С ослаблением ее любви к Сэму время начало двигаться какими-то отдельными промежутками, кусками, и она не находила более причин что-то делать или не делать вообще ничего. Спасительное чудо все более представлялось ей даже не глупостью, а хуже. «Когда я смотрю на себя, мне почему-то кажется, что что-то чудесное становится все более и более возможным. Или эта раскаленная комната сводит меня с ума?» Здесь, в Оклахоме, в самой американской глубинке, она поняла, что вообще-то была всего лишь частью чего-то маленького, не больше, чем она сама, достаточно смешная, нелепая личность. Ночью, разбуженная грохотом проходившей мимо танковой колонны, она не раз выходила на переднее крыльцо их коттеджа и махала рукой офицерам, чьи туловища, как торсы кентавров, торчали из башенных люков. Мысль о знакомых лицах тех, кого она знала и кого разрывало на части на фронте, снова и снова поражала ее в самое сердце. Она никогда не понимала жизнь, а теперь и смерть приводила ее в замешательство. Все, в чем она была совершенно уверена, заключалось в том, что Америка – прекрасная страна, потому что воюет со злом! Когда танки проходили, оставляя за собой тучи пыли, посверкивающей в лунном свете, она продолжала стоять на крыльце и задавалась все тем же вопросом: «Почему мы бросились в объятия друг другу? Может быть, потому, что мы никому не нужны?» Это отвратительное самообвинение все чаще и чаще заставляло ее обращаться к спасительной бутылке, и после пары стаканов ей удавалось даже произнести самое худшее вслух: «Он занимается любовью так, словно отправляет письмо». После чего она спускала во всегда готовый к услугам унитаз очередную «шлюшескую запись», как она их называла.

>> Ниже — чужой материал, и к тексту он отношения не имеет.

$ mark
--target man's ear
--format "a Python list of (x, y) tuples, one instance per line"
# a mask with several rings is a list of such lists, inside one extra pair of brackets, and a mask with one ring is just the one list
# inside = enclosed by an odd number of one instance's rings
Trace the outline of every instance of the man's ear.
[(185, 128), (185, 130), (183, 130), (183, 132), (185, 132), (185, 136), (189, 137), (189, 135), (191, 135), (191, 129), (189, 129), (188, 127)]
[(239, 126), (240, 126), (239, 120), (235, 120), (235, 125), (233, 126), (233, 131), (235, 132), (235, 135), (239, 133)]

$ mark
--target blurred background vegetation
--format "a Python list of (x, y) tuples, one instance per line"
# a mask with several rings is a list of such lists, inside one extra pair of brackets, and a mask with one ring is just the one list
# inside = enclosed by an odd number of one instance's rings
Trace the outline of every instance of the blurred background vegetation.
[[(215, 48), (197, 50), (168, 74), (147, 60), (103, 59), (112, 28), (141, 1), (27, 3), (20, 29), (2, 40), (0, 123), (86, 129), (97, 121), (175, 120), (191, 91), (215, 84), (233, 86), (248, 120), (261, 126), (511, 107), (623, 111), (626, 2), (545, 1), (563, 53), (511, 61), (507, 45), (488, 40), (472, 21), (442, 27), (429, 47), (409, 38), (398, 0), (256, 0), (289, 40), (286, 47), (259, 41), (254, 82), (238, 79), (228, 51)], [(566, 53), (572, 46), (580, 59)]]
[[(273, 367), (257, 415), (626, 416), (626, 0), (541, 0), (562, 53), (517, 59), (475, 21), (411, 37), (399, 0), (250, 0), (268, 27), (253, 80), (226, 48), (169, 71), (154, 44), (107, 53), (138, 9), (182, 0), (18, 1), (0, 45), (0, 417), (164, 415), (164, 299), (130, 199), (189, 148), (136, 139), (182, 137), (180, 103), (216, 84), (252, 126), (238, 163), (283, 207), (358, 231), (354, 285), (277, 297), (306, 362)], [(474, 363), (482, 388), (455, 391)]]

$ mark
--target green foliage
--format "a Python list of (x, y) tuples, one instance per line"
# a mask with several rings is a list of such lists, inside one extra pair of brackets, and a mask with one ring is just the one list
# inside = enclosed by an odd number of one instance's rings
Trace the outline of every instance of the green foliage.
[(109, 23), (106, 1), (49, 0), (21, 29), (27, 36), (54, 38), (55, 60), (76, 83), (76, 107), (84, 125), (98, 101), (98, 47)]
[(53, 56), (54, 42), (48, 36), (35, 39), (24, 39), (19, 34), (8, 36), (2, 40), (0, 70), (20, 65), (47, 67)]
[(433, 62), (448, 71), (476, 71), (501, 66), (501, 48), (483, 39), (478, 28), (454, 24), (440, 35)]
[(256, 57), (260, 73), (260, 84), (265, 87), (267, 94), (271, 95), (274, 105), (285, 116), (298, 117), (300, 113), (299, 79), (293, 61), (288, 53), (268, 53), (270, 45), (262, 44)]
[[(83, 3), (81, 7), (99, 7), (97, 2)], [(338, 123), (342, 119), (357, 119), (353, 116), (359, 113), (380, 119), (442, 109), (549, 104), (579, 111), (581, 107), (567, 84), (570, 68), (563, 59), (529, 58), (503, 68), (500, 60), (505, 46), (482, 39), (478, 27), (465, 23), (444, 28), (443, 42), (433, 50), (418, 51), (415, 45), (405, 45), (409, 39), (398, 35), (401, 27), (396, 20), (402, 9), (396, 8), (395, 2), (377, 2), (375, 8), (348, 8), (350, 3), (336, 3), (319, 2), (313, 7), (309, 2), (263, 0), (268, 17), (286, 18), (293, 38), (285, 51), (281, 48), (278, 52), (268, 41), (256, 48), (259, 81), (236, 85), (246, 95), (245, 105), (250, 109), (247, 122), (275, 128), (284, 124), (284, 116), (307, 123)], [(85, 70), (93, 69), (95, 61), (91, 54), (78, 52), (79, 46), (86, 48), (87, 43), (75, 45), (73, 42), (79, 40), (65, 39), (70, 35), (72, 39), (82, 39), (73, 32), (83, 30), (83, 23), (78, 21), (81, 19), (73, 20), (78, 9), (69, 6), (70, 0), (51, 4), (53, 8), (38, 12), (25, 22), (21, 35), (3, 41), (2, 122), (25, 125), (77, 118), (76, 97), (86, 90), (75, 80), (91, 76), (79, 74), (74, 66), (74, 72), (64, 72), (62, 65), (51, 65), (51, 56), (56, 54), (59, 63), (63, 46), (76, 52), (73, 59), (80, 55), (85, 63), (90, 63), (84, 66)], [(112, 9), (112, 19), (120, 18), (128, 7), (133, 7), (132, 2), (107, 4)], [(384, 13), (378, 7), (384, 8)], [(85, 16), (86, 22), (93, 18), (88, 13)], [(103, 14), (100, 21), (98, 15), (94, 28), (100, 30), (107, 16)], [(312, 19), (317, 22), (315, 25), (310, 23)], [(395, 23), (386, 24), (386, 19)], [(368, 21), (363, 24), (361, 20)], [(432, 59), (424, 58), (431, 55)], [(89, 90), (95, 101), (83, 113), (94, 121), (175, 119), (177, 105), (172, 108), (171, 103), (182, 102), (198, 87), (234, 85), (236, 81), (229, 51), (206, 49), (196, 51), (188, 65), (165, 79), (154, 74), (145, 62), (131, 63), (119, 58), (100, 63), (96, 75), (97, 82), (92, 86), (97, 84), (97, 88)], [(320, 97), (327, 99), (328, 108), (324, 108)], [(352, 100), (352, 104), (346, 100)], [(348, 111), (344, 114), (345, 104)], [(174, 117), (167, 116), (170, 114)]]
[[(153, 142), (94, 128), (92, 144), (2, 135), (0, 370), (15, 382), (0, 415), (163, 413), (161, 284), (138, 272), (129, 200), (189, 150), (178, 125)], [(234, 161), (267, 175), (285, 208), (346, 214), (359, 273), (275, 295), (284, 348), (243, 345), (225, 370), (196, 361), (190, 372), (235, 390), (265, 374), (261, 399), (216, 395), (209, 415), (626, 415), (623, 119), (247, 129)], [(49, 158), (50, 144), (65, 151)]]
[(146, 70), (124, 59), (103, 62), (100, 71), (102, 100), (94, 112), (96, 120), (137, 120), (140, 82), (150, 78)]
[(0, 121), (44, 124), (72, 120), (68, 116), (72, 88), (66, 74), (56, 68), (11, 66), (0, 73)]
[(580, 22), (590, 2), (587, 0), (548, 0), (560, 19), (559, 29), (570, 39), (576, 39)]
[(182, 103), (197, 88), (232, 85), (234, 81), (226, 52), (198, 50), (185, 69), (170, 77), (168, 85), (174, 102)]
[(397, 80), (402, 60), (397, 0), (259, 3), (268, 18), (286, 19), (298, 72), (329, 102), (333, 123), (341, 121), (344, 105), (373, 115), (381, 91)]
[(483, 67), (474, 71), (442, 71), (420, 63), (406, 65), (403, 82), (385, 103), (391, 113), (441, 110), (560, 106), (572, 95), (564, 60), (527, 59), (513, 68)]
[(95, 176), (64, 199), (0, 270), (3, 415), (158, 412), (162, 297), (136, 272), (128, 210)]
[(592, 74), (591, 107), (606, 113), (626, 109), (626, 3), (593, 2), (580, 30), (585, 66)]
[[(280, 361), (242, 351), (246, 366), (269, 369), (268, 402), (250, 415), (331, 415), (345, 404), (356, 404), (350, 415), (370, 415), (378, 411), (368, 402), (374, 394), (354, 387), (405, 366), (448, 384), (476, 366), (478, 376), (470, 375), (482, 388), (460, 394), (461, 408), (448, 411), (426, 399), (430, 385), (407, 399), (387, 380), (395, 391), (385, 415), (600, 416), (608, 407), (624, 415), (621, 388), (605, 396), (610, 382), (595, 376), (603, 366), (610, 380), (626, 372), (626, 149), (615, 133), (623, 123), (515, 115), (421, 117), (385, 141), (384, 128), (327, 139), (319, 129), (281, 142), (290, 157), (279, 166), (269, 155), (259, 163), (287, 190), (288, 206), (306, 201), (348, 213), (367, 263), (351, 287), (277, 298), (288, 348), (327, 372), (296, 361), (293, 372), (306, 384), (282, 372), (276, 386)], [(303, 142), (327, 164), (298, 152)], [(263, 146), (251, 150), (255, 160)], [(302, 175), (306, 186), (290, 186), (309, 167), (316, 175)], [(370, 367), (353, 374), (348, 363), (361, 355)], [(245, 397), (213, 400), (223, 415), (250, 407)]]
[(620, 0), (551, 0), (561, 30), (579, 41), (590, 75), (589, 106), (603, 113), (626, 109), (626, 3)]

Ее злость и ярость, как многое другое в эту войну, было отставлено, отложено на долгое время. Напившись, она смотрела на мир более широко раскрытыми глазами, рассматривала себя как часть пришедшего к полному консенсусу тайного сообщества, призванного скрыть истинную гнусность потребностей своих членов. Неужели вся эта страна людишек с румяными, похожими на спелые яблочки личиками – один гигантский обман? Или, возможно, это относится лишь к уродливым и некрасивым, к тем, кто после всего, что сказано и сделано, оставались – должны были оставаться! – несчастными и переполненными ненавистью?
Вернувшись обратно в коттедж, она села на бугристый, комковатый матрас и стала виновато думать о бедном Сэме, который сейчас спит в палатке, на мокрой земле, там, в залитых дождем сосновых лесах, и его несчастное эго тонет в трясине окружающего его жуткого акцента парней с крайнего Юга. «Какая же я все-таки неблагодарная сука!» – проговорила она вслух. И, откинувшись назад, на комковатую подушку, добавила: «А все этот ублюдок Гитлер!» И провалилась в сон, все еще продолжая злиться. Выпадет ей хоть когда-нибудь шанс для чего-то еще, кроме проявления собственной доброты?